Behaviour Specifications

Developers: No Other Automated Tests!

Developers in particular need to understand that they should not write any automated tests other than those that are specified by the Behaviour Specifications. Developers love writing code, and many love writing automated tests (although contrarily, many do not!). Even when the team together has specified all the required behaviours, some developers can still feel as if they should write more automated tests when they are coding.

If this is the case, it is possible that the developers need to better understand the premise and comparative benefits of Behaviour-Driven Development and also the concept of Equivalence Partitioning.

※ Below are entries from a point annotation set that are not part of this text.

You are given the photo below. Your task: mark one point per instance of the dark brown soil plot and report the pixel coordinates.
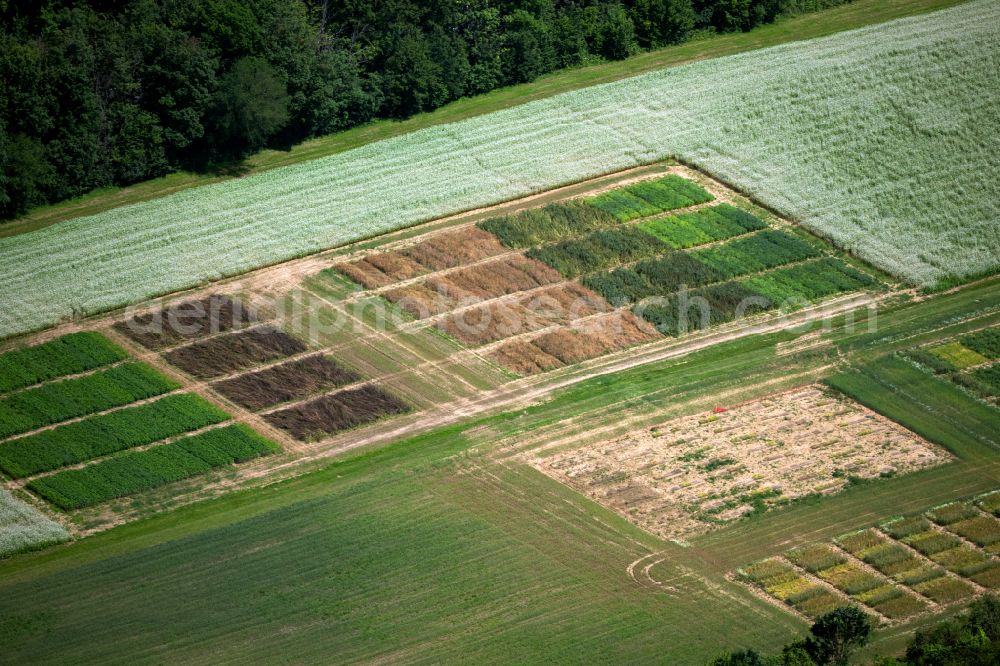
(524, 358)
(186, 321)
(289, 381)
(227, 354)
(337, 411)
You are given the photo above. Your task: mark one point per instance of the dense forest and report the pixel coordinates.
(109, 93)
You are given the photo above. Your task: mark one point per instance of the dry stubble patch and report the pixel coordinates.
(694, 473)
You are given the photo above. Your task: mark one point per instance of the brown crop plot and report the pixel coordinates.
(289, 381)
(237, 351)
(443, 250)
(186, 321)
(493, 321)
(337, 411)
(693, 473)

Benefits Of Behaviour-Driven Development

In previous eras of Test-Driven Development, it was common for developers to write many automated tests for each method within each different class or module. Some of the issues with that approach include:

  • A high maintenance cost of automated test assets due to brittle tests that must be refactored when the code is refactored;
  • Communication issues between developers and the rest of the team — some developers can find it difficult to effectively describe the automated tests they are coding on a daily basis. This lack of communication can lead to other team members questioning and arguing the value of such activities.
  • Developers can struggle to estimate when they will finish all of their automated testing — since the answer is “it depends”, depending on the number of classes and methods written.
  • Duplicated testing effort by test analysts — since the automated tests implemented by developers typically are not visible to the non-developers in the team, the testers usually perform many tests that may already be covered by the developer’s automated tests.

In contrast, some of the advantages of the Behaviour-Driven Development approach to implementing tests include:

  • The team agrees, up-front, on the behaviours to be implemented and afterwards there is no room for a debate about the value of any of the tests;
  • The team decides, up-front, which behaviours are implemented by the developers and which behaviours are performed by the testers — more on this later;
  • The team can more accurately provide estimates to management — since the tests are not dependent on the number of classes and methods coded;
  • There typically are fewer tests and they are less brittle. When a refactoring of the implementation code takes place, there are less refactorings of the test code to perform. Even though there are less tests, there still can be similar test coverage — because overall behaviour is being tested — not individual method functionality; and
  • Test analysts (and everyone) have visibility of all the tests of each component and therefore should not unknowingly duplicate testing effort.